Citation: (2005) Fish and Chips: A Fast Track to Understanding Blood Development. PLoS Biol 3(8): e279. doi:10.1371/journal.pbio.0030279
Published: July 5, 2005
Copyright: © 2005 Public Library of Science. This is an open-access article distributed under the terms of the Creative Commons Attribution License, which permits unrestricted use, distribution, and reproduction in any medium, provided the original work is properly cited.
Each day, the bone marrow of an adult makes upwards of 200 billion new red blood cells, along with lesser numbers of white blood cells and platelets. This process, called hematopoiesis, depends on hematopoietic stem cells (HSCs), which divide to make both more stem cells and progenitor cells that differentiate into all the cell types of the blood. The genetic controls on this process are poorly understood. In this issue, Catherine Verfaillie and colleagues show how a two-stage analysis, generation of transcript microarrays followed by functional validation in zebrafish, can identify key regulators of the hematopoietic process.
The study of human hematopoiesis has been hampered in part because it's not possible to use surface markers to identify and isolate HSCs, a technique used to purify other cell types. The authors used a strategy they had previously developed to isolate HSCs from bone marrow and umbilical cord blood that produces a yield up to 10-fold greater than standard protocols for purifying human HSC. Gene expression in this HSC-enriched cell population was then compared with that in an HSC-depleted population using transcript microarrays (“RNA chips”) to identify those genes whose expression was most different between the two groups of cells. They identified 277 genes whose expression in both marrow and cord blood significantly different between the HSC-enriched and -depleted populations.
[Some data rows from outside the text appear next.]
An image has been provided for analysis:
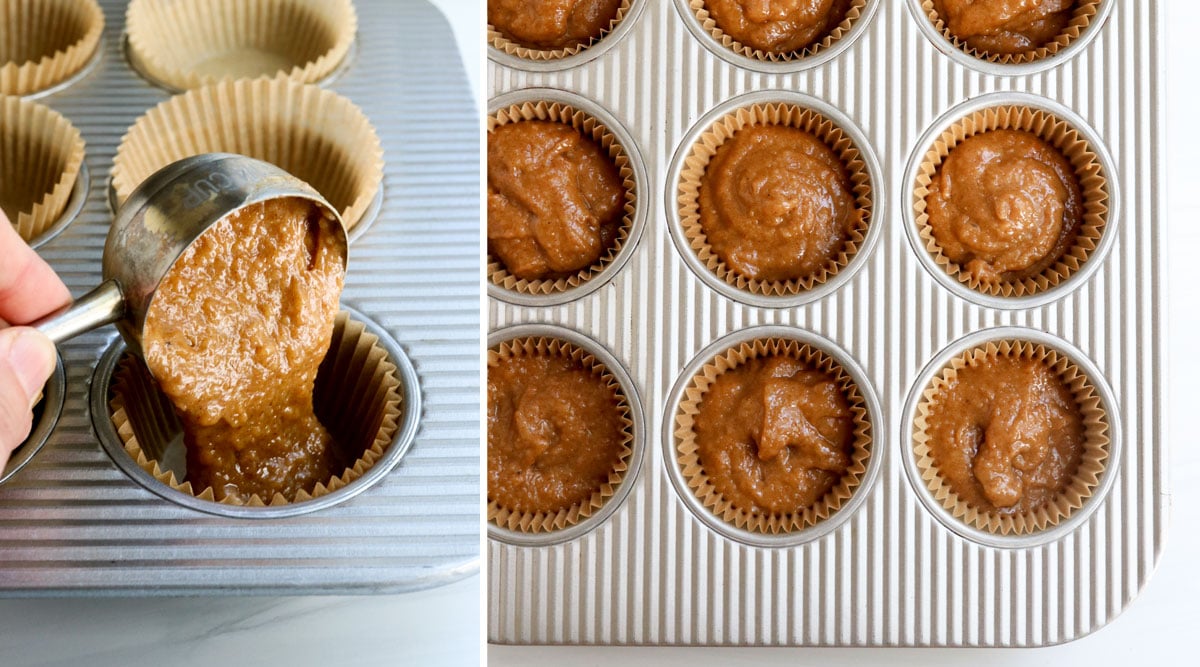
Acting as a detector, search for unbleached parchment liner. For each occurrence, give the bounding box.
[487,336,634,533]
[912,106,1109,296]
[487,0,638,61]
[109,312,403,507]
[125,0,358,90]
[113,78,383,229]
[0,95,85,242]
[912,341,1110,535]
[0,0,104,95]
[677,103,874,296]
[673,338,874,534]
[688,0,868,62]
[920,0,1104,65]
[487,101,638,295]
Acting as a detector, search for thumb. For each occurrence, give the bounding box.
[0,326,56,470]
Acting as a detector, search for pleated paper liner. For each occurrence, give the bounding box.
[677,103,874,296]
[673,337,875,534]
[920,0,1104,65]
[0,95,85,242]
[911,339,1110,535]
[487,0,652,61]
[487,336,634,533]
[912,106,1109,296]
[113,78,383,229]
[109,312,404,506]
[688,0,868,62]
[0,0,104,95]
[125,0,358,90]
[487,101,638,295]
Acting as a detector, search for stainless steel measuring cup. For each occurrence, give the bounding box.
[34,152,347,356]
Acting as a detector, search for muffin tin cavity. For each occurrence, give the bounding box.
[486,89,652,306]
[487,324,647,547]
[662,325,888,547]
[900,326,1122,548]
[125,0,358,92]
[665,90,887,308]
[90,306,421,518]
[901,92,1121,310]
[674,0,883,74]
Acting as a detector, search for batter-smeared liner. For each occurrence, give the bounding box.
[911,341,1110,535]
[673,338,875,534]
[912,106,1109,296]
Of these 277 genes, Verfaillie and colleagues identified 61 whose functions were not already known and which had close matches in the zebrafish, a small fish in which hematopoiesis follows essentially the same path as in humans. To prevent expression of these 61genes, they designed complementary antisense molecules against them, and injected them into zebrafish embryos. In 14 of the 61 genes, knocking down expression led to observable defects in hematopoiesis.
The authors note that three of these 14 genes are involved in signaling of fibroblast growth factor, a powerful regulator of development, suggesting that fibroblast growth factor may play a central role in hematopoiesis. More generally, they believe that the combination of using gene transcript microarrays to identify candidates and producing antisense molecules in zebrafish for functional screening of these candidates offers a way to quickly identify genes with central roles in vertebrate development.